Wohnraum ist knapp, aber nach Ansicht von Simon Pschorr muss deswegen nicht um jeden Preis gebaut werden. Der Stadtrat der Linken Liste Konstanz (LLK) nahm einen Bauantrag für ein Mehrfamilienhaus sowie die Aufstockung eines Bestandsgebäudes an der Jahnstraße/Ecke Steinstraße zum Anlass einer Grundsatzdebatte im Gemeinderat. Er schlug vor, die vom Gemeinderat generell festgelegte 30-Prozent-Quote für den Anteil des geförderten Wohnungsbaus in diesem Fall deutlich zu erhöhen.

Antrag knapp angelehnt

Zunächst plädierte Simon Pschorr für eine Anhebung auf 80 Prozent, reduzierte im Laufe der Diskussion dann seine Forderung aber auf 50 Prozent. Damit hätte er sich fast durchgesetzt. Bei der Abstimmung folgten 17 Stadträte seinem Vorschlag, 17 lehnten ihn ab – und bei Gleichstand gilt ein Antrag damit als abgelehnt. Danach war über die Vorlage der Stadtverwaltung mit einer 30-Prozent-Quote für den geförderten Wohnungsbau zu entscheiden, wofür es eine Mehrheit von 18 zu 14 Stimmen bei zwei Enthaltungen gab.

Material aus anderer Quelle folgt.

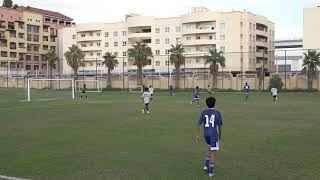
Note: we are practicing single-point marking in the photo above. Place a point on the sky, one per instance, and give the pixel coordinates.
(286, 14)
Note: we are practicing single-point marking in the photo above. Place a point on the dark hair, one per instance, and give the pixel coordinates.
(211, 102)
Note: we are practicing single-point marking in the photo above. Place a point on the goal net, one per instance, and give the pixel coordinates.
(49, 89)
(91, 85)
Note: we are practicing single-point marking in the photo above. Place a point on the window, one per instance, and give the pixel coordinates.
(222, 25)
(36, 48)
(29, 37)
(223, 49)
(178, 29)
(178, 40)
(222, 37)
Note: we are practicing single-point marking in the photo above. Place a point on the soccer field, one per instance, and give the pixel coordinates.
(107, 137)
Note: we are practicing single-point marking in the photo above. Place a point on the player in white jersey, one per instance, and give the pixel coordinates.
(151, 90)
(274, 93)
(146, 97)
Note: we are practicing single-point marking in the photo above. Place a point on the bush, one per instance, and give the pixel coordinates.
(276, 82)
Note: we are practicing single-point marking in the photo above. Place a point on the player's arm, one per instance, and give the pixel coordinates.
(198, 129)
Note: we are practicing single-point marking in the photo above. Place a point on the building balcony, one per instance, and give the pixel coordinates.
(139, 35)
(204, 30)
(199, 42)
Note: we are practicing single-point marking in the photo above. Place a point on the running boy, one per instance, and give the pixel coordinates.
(274, 93)
(212, 128)
(146, 100)
(83, 92)
(196, 96)
(246, 90)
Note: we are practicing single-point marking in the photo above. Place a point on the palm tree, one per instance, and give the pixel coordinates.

„Dieses Quartier in Konstanz muss proletarisch bleiben.“ Simon Pschorr, Stadtrat der Linken Liste Konstanz.
„Dieses Quartier in Konstanz muss proletarisch bleiben.“ Simon Pschorr, Stadtrat der Linken Liste Konstanz. | Bild: Daniel Schroeder

Bei seinem Vorstoß für die Debatte nutzte Simon Pschorr zwei Argumente. Das Quartier im Umfeld des Zähringerplatzes gehöre zu den Stadtgebieten mit hohem Anteil bezahlbaren Mietraums und sei historisch proletarisch geprägt, was es zu erhalten gelte. Zweitens befürchtet er bei einer 30-Prozent-Quote für den geförderten Wohnungsbau faktisch eine Verringerung günstigen Wohnraums, was den Intentionen der Stadt widerspreche. Als Effekt befürchtet er einen Beitrag der Stadt zur weiteren Preisexplosion auf dem Mietwohnungsmarkt.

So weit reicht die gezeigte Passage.